Kebun Wisata Tanaman Obat (Agritourism Herbal Garden) and Green Spaces. The idea was to create an icon for the community that they can be proud of and would like to take part in its success. Located next to Balai Warga, the herbal garden was open for site visits, an information centre on herbs, its benefits and usage, increase awareness on natural health remedies, and as a functioning green space which can be enjoyed by the community.
The garden was built on a 5000 square metre land, and was self funded by the residents. It possessed up to ninety (90) types of herbal plants that was grown there. This effort was assisted by the ASPETRI (associaton of traditional herbs producers of Indonesia). A bamboo-made saung was also constructed with the idea that the residents can reserve the place for lunch, meetings or simply to have family moments overlooking the gardens and the balai warga. The overall idea was to ensure that the garden could really be utilized by the community.
To further creating livability, community were encouraged to have green plants in front of their home and on almost every streets within the neighbourhood. To add tidiness, the trotoirs were repainted and pots of plants were also put on the main streets, as well as making green spaces in idle lands.

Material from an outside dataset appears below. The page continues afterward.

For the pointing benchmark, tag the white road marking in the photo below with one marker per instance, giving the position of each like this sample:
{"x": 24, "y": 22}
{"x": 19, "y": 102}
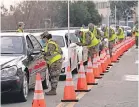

The message that was continuously buzzed in the neighbourhood management is that a clean is the key to a healthy and comfortable living environment, in which community’s participation in maintaining the condition is pivotal. To keep the neighbourhood alive, community activities were highly encouraged, with routines like RW siaga (to combat dengue fever), kerja bakti (voluntary community work), independence day’s events trail, aerobics, and others, as well as incidentals such as Kampung Anti Narkoba (anti-drugs kampung) movement by building Anti-Narkoba posts accross the area. A monthly newsletter, Warta 09¸ were also circulated to keep every resident informed and acknowledged as part of the community.
Initiatives like one that RW 09 have, certainly would not take place without the work of a rigorous and dedicated RW officials as well as a supportive community. However, it would also never take place if there was no intention to nurture partnership amongst residents and the Rukun Warga (RW) official in making the neighbourhood becomes a home, instead of mere space, to be shared together. The community of RW 09, as well as many communities in DKI Jakarta, had proven that this simple intention is enough to ignite significant changes in any neighborhood.